Take the recent blowup inside the Democratic caucus over a Feingold proposal demanding Iraq troop withdrawals. Massachusetts Sen. John F. Kerry was miffed at the preference given Feingold while freshmen like Missouri Sen. Claire McCaskill complained loudly that the party was heading down the wrong path going into November.

“This was a helluva epiphany,” said one senior Democratic senator. All the dogs came out: the party’s grumbling old guard; the younger, liberal Feingold and MoveOn.Org factions allied with Reid’s deputy, Illinois Sen. Richard J. Durbin; and a freshman class that can be aggressive on domestic issues such s trade or GI education benefits but is not as quick to press for troop withdrawals.

And then, of course, there was McConnell, who used the Feingold proposal to tie Democrats in knots on the floor and buy his party time on a key domestic issue: the housing mortgage crisis.
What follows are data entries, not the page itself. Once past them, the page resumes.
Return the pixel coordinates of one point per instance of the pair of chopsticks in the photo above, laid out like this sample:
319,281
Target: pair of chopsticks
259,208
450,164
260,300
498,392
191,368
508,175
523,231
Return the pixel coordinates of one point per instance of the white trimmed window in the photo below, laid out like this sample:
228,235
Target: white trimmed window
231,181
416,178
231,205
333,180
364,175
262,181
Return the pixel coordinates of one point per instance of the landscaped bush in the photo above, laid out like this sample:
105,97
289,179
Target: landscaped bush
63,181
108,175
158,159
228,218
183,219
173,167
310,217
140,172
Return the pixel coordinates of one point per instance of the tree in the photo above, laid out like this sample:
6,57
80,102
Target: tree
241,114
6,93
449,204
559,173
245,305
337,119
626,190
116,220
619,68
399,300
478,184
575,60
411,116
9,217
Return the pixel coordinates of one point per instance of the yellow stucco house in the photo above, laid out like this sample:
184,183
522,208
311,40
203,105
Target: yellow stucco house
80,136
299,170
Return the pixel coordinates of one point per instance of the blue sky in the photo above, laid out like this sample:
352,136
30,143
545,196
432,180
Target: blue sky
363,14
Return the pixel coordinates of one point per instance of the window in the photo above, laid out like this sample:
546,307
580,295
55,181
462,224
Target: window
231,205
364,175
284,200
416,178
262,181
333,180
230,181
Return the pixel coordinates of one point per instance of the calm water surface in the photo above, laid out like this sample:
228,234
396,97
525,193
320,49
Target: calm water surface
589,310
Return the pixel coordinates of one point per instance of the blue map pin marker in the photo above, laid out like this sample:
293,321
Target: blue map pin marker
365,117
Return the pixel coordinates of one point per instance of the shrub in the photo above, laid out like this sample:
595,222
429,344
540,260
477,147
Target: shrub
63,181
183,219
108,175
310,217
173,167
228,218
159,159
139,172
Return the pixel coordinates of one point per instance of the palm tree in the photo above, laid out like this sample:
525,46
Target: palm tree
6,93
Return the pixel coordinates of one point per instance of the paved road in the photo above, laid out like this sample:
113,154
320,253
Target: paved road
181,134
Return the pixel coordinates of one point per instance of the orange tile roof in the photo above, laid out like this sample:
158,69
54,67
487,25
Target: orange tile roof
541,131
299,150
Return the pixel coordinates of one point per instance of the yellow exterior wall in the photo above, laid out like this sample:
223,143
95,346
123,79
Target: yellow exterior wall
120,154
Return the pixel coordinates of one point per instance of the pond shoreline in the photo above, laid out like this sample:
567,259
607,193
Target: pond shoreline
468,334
Despite outward tensions, the Reid-McConnell relationship is free of the personal animus that characterized Reid’s dealings with former Majority Leader Bill Frist. But the one-time Vegas trial lawyer and stolid former county judge from Kentucky make an odd couple.

The frustration shows in Reid’s voice as he describes recent bargaining over housing legislation. Reid offered each party five amendments but asked that they focus on housing — not making the president’s tax cuts permanent, for example. Instead, Republicans crafted an alternative bill that includes not only permanent tax cuts but also tort legislation, something guaranteed to rile Reid.

“This is the most damned thing I have ever seen,” he said. Going back to the often impassive McConnell offered no relief. “He doesn’t talk,” Reid says with exasperation. “He’ll say ‘I have to meet with my leadership,’ or ‘we’ll see.’ He doesn’t talk.”

“I share information when I want to, and I don’t when I don’t,” McConnell says in response. “He has the toughest job in Washington.”